Comme on peut le voir à travers ce regard sommaire et rapide des faits de l'espèce, la jonction des requêtes est une mesure de simple commodité principalement utilisée par le juge dans une optique de bonne administration de la justice. Pour autant, elle ne doit pas nuire aux parties. Or, le non-lieu à statuer qui peut-être prononcé sur l'une des requêtes amène, par principe, à se poser la question de savoir si les droits des parties sont bien respectées. Il y là un conflit classique qui conduit à s'interroger quant à savoir si le juge sait employer avec retenue ses propres créations prétoriennes et en limiter cet emploi dans le seul but d'une bonne administration de la justice sans outrepasser ses compétences au détriment des règles élémentaires de protection des requérants. Par principe, la jonction des requêtes et le non lieu à statuer ne peuvent être opposés que dans des hypothèses strictement limitées (I). Cependant, la décision d'espèce ne s'inscrit pas dans ce cadre mais plutôt dans un mouvement ou un contexte général qui tend à assouplir les règles de principes autant pour la jonction des requêtes que pour le non-lieu à statuer (II).
I - Une jonction des requêtes et un non-lieu à statuer qui ne peuvent être opposés, par principe, que dans des hypothèses strictement limitées
De création prétorienne, la jonction des requêtes est une technique contentieuse à la disposition du juge dont il dispose de manière totalement libre sans aucune contrainte et dans la plupart du temps par commodité. Mais la jurisprudence a pu encadrer néanmoins la pratique dans l'intérêt des requérants en lui opposant la nécessité de respecter le principe de neutralité des instances. La jonction doit être neutre dans ses effets et ne pas avoir d'influence sur le sens des décisions rendues (A). La logique est la même concernant le non-lieu à statuer, la jurisprudence ne l'autorisant, notamment, qu'en cas de disparition intégrale, complète, rétroactive et définitive de l'acte à l'origine du non-lieu (B).

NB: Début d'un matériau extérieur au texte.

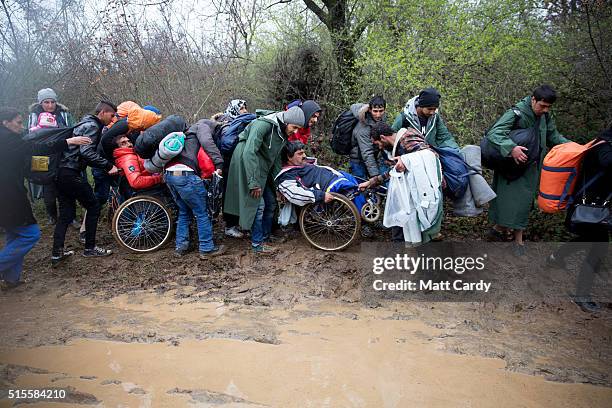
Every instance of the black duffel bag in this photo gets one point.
(148, 141)
(506, 166)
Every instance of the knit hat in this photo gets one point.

A - La nécessité de respecter le principe de neutralité des instances en cas de jonction des requêtes
La jonction des requêtes est une pratique contentieuse très courante devant les juridictions administratives, qu'elles soient de première instance, d'appel ou de cassation. Cette pratique n'est cependant pas mentionnée dans le Code de justice administrative contrairement à ce qui peut exister dans les Codes de procédure civile (à son article 367 N° Lexbase : L2213H4Q) ou pénale (à son article 387 N° Lexbase : L3301IQC pour le tribunal correctionnel par exemple). L'absence d'éléments de référence dans le Code fait écho à la vraie nature de la mesure à savoir le fait que la jonction n'est autre qu'une mesure de commodité ou d'administration juridictionnelle qui n'a pas à être motivée et qui ne fait l'objet d'aucun recours. En ce sens, la jonction, qui ne fusionne pas les litiges, doit être neutre dans ses effets et ne pas avoir d'influence sur le sens des décisions (7). La Cour de cassation adopte la même logique en jugeant que le propre de la jonction de plusieurs instances est de laisser à chaque procédure jointe ses caractères particuliers, étant seulement statué sur le tout par un seul jugement (8). C'est en ce sens qu'est défini le principe de neutralité en la matière. La jonction ne doit pas, logiquement, influer sur le sort réservé aux requêtes tel qu'il aurait été en l'absence de jonction.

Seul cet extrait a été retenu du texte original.